Le prime ghiande qualche anno fa erano state messe in vasetti singoli, controllati giornalmente, annaffiati con cadenza precisa. Quelle di una settimana fa sono state messe nel prato in un accurato buco con terriccio e sistema di copertura a protezione. Ieri un buco fatto bene con il terriccio ma nessuna protezione. Le prime dieci di oggi sono state messe facendo un avallamento nella terra con il tacco dello stivale e messe li con una manata di terriccio. Ne rimanevano una cinquantina di quelle sane. Le ho messe in un secchiello con il terriccio e le ho lanciate nel Cerchio Incolto come se fossero grano, così, a brettio.
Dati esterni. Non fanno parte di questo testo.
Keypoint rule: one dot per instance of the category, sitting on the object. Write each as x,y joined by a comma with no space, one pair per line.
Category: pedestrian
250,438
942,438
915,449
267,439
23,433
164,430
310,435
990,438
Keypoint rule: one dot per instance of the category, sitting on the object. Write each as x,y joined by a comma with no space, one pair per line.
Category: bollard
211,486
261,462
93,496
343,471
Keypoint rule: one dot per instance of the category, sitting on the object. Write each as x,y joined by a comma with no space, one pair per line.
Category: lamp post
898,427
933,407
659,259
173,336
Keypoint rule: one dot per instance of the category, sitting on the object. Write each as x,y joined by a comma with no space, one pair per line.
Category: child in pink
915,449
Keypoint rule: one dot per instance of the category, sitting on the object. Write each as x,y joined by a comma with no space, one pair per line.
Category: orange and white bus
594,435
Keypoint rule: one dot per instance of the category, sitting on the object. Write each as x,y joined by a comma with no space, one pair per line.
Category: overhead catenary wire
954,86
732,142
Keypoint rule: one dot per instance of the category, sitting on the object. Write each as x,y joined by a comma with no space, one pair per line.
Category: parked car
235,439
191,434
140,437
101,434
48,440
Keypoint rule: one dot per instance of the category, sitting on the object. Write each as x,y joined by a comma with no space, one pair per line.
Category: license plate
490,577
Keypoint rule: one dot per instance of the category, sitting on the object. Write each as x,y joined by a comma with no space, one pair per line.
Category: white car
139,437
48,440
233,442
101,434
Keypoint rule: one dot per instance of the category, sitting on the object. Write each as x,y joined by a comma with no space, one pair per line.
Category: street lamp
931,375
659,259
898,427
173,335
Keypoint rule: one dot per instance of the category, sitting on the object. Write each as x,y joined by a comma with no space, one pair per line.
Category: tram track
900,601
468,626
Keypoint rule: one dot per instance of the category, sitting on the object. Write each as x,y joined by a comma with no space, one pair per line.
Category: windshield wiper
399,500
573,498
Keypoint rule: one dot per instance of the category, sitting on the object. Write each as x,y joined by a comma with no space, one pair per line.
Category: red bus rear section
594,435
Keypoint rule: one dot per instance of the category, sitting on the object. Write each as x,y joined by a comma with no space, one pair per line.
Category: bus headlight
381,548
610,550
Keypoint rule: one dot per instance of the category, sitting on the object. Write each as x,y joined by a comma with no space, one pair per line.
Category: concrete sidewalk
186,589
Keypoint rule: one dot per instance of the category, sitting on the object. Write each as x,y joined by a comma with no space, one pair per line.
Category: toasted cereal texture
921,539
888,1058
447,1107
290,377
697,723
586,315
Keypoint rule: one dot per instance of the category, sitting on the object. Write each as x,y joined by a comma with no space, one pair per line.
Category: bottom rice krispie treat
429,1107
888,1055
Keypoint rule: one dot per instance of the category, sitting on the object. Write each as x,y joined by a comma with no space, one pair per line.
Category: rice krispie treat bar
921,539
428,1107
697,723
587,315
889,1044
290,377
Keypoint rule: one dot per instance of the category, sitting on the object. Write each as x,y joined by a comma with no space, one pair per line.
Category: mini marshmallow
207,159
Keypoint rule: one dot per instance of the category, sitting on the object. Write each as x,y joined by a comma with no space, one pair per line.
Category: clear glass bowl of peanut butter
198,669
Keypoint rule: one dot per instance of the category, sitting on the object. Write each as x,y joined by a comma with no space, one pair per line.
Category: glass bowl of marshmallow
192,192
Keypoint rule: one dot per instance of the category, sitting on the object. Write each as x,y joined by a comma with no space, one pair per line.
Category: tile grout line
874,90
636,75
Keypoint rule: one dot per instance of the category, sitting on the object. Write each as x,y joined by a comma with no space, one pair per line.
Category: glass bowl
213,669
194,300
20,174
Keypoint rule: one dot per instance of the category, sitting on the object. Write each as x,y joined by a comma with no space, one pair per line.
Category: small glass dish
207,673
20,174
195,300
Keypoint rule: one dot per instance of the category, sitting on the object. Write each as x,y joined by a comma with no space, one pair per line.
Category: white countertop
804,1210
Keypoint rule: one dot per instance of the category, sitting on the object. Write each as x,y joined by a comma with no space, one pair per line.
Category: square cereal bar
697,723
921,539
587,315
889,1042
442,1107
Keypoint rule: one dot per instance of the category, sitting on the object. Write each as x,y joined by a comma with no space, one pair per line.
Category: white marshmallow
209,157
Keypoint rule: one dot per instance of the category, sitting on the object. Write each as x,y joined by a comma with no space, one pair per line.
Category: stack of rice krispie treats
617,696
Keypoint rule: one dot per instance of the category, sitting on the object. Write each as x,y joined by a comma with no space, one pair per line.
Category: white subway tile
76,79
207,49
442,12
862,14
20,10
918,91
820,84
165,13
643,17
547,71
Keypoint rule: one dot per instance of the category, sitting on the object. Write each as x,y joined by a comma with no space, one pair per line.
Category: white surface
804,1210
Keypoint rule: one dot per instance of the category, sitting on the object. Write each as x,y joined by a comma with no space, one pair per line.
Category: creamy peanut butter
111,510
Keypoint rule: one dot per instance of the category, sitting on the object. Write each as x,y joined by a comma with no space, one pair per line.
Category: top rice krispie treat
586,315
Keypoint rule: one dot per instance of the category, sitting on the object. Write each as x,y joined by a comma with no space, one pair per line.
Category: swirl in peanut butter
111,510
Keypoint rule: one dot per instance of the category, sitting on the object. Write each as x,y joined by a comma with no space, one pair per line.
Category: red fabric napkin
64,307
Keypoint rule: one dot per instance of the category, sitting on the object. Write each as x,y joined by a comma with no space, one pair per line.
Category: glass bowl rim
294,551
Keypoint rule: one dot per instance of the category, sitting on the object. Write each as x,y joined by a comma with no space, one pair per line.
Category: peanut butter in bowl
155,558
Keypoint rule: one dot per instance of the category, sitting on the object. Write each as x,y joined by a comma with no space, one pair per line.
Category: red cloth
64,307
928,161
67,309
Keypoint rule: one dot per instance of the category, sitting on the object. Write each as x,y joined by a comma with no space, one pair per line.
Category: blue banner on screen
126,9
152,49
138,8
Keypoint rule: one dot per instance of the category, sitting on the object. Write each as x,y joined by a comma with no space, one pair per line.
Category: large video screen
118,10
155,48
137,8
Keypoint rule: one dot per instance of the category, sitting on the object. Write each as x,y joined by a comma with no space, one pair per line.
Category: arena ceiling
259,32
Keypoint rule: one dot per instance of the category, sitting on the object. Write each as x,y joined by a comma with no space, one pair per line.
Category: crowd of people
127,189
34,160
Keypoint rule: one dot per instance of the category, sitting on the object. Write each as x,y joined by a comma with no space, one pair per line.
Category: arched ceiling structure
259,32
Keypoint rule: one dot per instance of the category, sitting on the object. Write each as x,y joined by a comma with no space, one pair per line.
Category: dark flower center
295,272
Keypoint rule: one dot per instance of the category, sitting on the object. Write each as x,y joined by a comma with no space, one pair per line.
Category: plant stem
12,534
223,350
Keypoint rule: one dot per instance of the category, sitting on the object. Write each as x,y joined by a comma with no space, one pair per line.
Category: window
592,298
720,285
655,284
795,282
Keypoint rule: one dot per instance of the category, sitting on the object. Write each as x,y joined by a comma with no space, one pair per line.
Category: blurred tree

In fin dei conti quando cascano dall’albero mica c’è un cretino che le tiene da conto e poi fa un bel buchetto e tutti sti cazzi.

Nel Cerchio Incolto dev’essere pieno di talpe e forse coniglietti, topi. E’ pieno di buchi e montagnole di terra smossa. E mangiate queste ghiande del cazzo d’oltre oceano che vi fanno bene.

Il nuovo router di EOLO a Basaluzzo fa quello che cazzo vuole. Ho eseguito la procedura per collegare un extender del wireless alla nuova rete. Me lo ha collegato, ma con un nome scelto da lui. Io avevo chiamato l’extender “cucina” perchè è li che è collocato, LUI me lo ha chiamato EOLO_ext. Funziona, per carità, ma come ha fatto? E se quelli di EOLO riescono (riusciranno?) a settarmi le porte delle webcam, vuol dire che possono accedere dentro il router. Bloccarmelo e chiedermi un riscatto in bitcoin, oscurarmi le webcam, accedere al frigorifero e seccarmi gli yogurt. Qualsiasi cosa.